Le cas libanais
Au Liban, où près de 40 000 personnes bénéficient de microcrédits, la situation ne semble pas diverger de celle qui prévaut dans les autres pays de la région. « Le montant global des prêts consentis par les ONG dédiés à la microfinance s'élève à près de 30 millions de dollars, alors que la demande potentielle est estimée à 150 millions de dollars », a indiqué le président de Sanabel à L'Orient-Le Jour. Même si aucune estimation concernant les montants des microcrédits accordés par les banques commerciales n'est disponible, ces chiffres reflètent néanmoins le fossé existant entre l'offre et la demande sur le marché local.
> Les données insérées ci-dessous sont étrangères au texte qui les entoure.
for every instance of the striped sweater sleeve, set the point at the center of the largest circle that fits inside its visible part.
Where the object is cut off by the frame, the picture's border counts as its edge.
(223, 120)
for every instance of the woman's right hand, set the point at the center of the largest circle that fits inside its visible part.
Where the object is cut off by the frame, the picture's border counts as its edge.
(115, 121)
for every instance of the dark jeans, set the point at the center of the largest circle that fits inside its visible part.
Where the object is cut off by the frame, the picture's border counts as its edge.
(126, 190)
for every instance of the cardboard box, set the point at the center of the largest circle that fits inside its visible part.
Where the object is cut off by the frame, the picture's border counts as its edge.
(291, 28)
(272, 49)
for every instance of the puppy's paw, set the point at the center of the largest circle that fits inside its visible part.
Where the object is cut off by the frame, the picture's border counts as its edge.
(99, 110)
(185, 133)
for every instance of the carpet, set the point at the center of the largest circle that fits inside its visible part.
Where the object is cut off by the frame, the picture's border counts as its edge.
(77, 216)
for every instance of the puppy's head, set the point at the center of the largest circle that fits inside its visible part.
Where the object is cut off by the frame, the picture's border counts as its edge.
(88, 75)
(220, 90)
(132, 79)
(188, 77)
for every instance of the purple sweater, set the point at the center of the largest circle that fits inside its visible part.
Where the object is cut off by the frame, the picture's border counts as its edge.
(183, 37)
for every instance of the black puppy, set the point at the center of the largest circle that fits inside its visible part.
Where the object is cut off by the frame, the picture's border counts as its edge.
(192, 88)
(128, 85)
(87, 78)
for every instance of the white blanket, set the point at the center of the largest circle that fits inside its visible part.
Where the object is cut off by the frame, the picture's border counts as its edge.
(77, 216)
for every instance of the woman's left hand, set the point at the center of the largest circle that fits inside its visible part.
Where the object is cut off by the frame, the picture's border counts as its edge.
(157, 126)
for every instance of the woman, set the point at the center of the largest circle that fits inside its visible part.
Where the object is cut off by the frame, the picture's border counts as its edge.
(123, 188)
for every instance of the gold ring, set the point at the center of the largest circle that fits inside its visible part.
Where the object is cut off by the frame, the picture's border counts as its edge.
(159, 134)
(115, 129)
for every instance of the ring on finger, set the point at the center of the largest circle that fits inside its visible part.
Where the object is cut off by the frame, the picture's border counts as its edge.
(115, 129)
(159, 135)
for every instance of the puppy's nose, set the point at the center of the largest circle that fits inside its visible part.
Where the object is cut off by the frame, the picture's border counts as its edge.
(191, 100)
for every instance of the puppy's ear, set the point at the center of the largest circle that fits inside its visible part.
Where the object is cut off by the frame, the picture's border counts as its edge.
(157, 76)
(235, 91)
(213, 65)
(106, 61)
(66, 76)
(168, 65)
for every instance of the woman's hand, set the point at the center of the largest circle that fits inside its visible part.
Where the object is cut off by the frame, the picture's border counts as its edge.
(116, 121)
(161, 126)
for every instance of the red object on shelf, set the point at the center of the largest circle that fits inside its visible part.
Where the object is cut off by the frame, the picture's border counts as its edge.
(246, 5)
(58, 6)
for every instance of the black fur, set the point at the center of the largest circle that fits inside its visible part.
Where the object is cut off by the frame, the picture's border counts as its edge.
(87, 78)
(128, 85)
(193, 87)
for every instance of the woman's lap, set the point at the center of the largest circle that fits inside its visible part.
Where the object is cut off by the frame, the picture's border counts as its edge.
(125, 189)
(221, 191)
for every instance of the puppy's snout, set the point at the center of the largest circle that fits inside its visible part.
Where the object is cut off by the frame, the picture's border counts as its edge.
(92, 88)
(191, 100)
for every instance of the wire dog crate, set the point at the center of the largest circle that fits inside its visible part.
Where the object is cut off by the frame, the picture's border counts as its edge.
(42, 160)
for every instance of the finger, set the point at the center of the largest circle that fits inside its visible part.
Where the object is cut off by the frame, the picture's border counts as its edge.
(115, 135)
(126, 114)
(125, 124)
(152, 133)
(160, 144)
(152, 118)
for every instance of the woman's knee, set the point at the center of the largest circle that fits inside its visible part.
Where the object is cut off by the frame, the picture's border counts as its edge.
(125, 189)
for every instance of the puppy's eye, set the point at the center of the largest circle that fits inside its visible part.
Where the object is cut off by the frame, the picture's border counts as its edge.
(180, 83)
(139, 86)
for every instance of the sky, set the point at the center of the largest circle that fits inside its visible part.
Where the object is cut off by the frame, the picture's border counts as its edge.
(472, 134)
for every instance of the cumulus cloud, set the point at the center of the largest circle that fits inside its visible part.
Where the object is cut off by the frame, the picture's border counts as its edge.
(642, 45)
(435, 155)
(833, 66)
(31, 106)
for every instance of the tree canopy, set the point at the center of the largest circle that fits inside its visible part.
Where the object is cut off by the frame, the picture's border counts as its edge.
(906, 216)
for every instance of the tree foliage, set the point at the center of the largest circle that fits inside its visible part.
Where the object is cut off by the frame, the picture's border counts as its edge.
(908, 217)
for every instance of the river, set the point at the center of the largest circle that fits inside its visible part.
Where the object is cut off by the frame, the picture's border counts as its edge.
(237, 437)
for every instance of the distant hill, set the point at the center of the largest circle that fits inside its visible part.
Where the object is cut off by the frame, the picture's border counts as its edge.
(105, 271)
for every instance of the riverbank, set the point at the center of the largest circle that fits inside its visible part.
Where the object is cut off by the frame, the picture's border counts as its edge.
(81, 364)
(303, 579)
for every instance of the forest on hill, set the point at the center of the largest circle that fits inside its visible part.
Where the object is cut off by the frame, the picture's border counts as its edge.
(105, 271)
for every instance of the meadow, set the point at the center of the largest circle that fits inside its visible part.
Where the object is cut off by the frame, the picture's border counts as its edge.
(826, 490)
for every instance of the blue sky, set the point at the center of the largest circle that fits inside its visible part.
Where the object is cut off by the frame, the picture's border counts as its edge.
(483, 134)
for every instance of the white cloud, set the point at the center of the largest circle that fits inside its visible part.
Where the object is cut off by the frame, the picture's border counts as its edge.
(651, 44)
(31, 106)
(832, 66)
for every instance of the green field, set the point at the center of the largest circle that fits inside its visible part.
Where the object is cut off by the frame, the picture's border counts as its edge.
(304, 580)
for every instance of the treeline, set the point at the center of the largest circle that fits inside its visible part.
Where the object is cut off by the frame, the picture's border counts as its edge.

Le développement de ce secteur au cours des dernières années, même s'il reste timide, a toutefois contribué à « mieux lutter contre l'exode rural, l'émigration et la pauvreté au Liban », a estimé pour sa part le vice-gouverneur de la BDL, Raef Charafeddine, rappelant les principales mesures prises par la Banque centrale pour créer un environnement propice à l'expansion de la microfinance, notamment à travers l'attribution d'exemptions partielles sur les réserves obligatoires aux banques. Un avis qui ne semble toutefois pas faire l'unanimité. Pour Youssef Fawaz, « ces mesures ont certes permis de mettre en place un cadre indispensable au décollage de la microfinance, mais elles ne sont pas suffisantes ». « La BDL devra agir en adoptant de nouvelles mesures susceptibles d'augmenter la visibilité des prêteurs, en abaissant, par exemple, le plafond de déclaration à la centrale des risques afin d'y inclure les microcrédits », a-t-il indiqué à L'Orient-Le Jour.
Impact de la crise
En attendant, les experts espèrent du moins que le secteur ne subira pas de plein fouet les répercussions de la crise mondiale et de l'assèchement des liquidités qui en a découlé. « Pour l'instant, un ralentissement de la croissance du nombre et de la valeur des crédits a été constaté, mais il est encore trop tôt pour tirer des conclusions sur le degré de résilience », a souligné le directeur du département de microfinance au sein de Citigroup, Bob Annibale. Selon un sondage élaboré par le groupe, basé sur un échantillon de 100 institutions à travers le monde, 52 % des agents ont reporté avoir déjà des contraintes de liquidités tandis que 66 % ont affirmé encourir le risque d'ici à six mois, a souligné Annibale. En outre, 69 % des institutions sondées ont répondu positif à la question de savoir si les portefeuilles à risque augmentaient en nombre, a-t-il ajouté. Selon le directeur de Citigroup, « la chute des flux de capitaux à destination des pays émergents, amorcée en 2008, risque en effet de porter préjudice à l'activité des institutions de microfinance dans cette zone du monde ». Ces flux avaient déjà baissé de 400 milliards de dollars en 2007 à 167 milliards de dollars l'an dernier. Quant à 2009, la balance risque d'être négative, a-t-il ajouté. En parallèle, la hausse du coût de financement, due à l'assèchement des liquidités sur le marché mondial, combinée à une chute des transferts d'émigrés, pourrait compliquer davantage la situation, a estimé pour sa part la présidente de l'organisation Women's World Banking (WWB), Mary Ellen Iskenderian. La région du Moyen-Orient et de l'Afrique du Nord (MENA) sera toutefois moins affectée que d'autres zones émergentes, ont conclu les experts.